Virginia’s regulations originate in the fight to prevent drinking and driving and to ward off underage patrons who may take advantage of happy hour deals. Though, they also make it illegal to have two-for-one drink specials when restaurants are fully allowed to dictate prices and sell half-priced drinks.
Wood says he sees no connection between such safety issues and restrictions on advertising language. “Virginia also has a silly law that says you can only advertise a half-price drink but not … two-for-one drink [offers],” he said.
If a restaurant or other place of business were to violate these rules by posting a sign for happy hour in the window or letting a customer have a happy hour price outside of regulation hours, the fine is $500 and a liquor license suspension for one week. The matter would make it tough for any bar regardless of the amount of business coming through the door to attract or retain patrons.
State officials have not responded to the recently-filed lawsuit, but typically will within 30 to 60 days, according to Wood.

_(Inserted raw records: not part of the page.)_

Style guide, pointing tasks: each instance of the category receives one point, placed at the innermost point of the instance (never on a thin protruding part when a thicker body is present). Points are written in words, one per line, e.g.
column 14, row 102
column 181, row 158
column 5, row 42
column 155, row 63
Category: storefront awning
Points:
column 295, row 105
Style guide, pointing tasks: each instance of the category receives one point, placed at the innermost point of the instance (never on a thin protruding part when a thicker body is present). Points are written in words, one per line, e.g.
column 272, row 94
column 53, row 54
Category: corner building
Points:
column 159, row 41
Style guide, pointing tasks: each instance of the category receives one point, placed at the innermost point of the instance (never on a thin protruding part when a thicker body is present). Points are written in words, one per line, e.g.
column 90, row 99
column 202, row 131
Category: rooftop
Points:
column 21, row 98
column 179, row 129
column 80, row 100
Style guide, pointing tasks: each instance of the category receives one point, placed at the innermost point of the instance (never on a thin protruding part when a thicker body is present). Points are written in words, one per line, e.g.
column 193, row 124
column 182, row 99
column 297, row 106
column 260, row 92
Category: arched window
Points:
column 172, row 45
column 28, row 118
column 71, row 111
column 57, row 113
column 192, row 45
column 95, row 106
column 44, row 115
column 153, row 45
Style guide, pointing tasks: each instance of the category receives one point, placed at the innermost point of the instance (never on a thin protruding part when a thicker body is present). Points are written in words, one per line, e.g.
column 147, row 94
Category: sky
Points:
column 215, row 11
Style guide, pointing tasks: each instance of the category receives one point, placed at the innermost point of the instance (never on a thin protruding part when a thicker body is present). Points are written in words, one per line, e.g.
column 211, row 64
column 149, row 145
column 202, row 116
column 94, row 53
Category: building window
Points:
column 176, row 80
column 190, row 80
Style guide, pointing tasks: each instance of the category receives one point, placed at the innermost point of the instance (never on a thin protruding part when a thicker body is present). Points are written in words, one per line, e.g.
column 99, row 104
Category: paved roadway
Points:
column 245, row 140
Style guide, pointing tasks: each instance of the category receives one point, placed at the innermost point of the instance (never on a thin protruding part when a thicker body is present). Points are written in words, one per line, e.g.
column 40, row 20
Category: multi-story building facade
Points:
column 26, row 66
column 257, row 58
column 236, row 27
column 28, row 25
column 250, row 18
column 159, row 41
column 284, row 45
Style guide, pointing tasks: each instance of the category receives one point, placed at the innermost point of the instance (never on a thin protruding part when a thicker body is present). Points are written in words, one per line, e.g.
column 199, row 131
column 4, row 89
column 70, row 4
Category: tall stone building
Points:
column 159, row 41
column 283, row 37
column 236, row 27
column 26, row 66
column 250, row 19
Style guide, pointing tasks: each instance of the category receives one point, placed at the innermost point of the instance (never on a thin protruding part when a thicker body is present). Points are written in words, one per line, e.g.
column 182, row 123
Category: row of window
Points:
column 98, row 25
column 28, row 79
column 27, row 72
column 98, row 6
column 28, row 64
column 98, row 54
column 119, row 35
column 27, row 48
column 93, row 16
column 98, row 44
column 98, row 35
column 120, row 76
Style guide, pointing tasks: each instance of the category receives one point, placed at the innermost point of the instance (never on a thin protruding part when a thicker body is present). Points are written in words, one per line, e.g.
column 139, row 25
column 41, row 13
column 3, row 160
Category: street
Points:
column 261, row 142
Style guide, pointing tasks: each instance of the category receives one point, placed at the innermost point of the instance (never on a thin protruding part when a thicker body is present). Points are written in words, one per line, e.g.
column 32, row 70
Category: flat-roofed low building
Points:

“The First Amendment claim is really straightforward,” Wood said. “Courts have long recognized there is no vice exception to the First Amendment.”
Mike Thompson, chairman and president of the Thomas Jefferson Institute for Public Policy, sees the lawsuit as another reason that ABC stores in Virginia should be privatized.
“It’s another example of nanny-state interference in what normal life is about,” Thompson said.” He added, “ABC stores shouldn’t be controlled by the state in the first place.”
He also questions whether the state can further become involved in the regulation of advertised prices of other goods. “Where does this kind of dopey regulation stop?” Thompson said.
Denver Riggleman, the owner of Nelson County’s Silverback Distillery, weighed in on the matter saying, “It’s not only a violation of First Amendment rights, it’s a violation of common sense.” The former Virginia gubernatorial candidate has long criticized unnecessary government regulation that hinders private industry.
For Tracy, he may be on the road to a successful court case. The nation’s highest court ruled decades ago on a similar matter.
In 1976, the Supreme Court ruled on a case involving advertised pharmaceutical prices by answering the question that if a statutory ban on advertising prescription drug prices by licensed pharmacists is a violation of “commercial speech” under the First Amendment. In Virginia State Board of Pharmacy v. Virginia Citizens Consumer Council, Inc., the court ruled by a 7-1 opinion that the First Amendment protects willing speakers and willing listeners equally.
According to Oyez, when it comes to price advertising, thus being deemed commercial speech, the First Amendment freedom of speech protections apply to corporations and businesses. “Even speech that is sold for profit, or involves financial solicitations, is protected. The Court concluded that although the Virginia State Board of Pharmacy has a legitimate interest in preserving professionalism among its members, it may not do so at the expense of public knowledge about lawful competitive pricing terms.”
In his concurring opinion, Justice Potter Stewart said, “The First Amendment protects the advertisement because of the ‘information of potential interest and value’ conveyed, rather than because of any direct combination to to interchange of ideas…serves to promote the once facet of commercial price and product advertising that warrants First Amendment protection – its contribution to the flow to accurate and reliable information relevant to public and private decision making.”
Jurisprudence states that commercial speech, while it can be regulated in some extreme cases, is protected under the First Amendment. Although Justice William Rhenquist believes the amendment serves as, “primarily an instrument to enlighten public decision making in democracy,” the nature of commercialism in certain speech does not deem it to be necessary to be regulated by the government.
Judging that happy hour advertisements do not strictly solicit patrons, but merely informs them, two-for-one “Wine Wednesdays,” may be coming to restaurants in the Washington, D.C. area.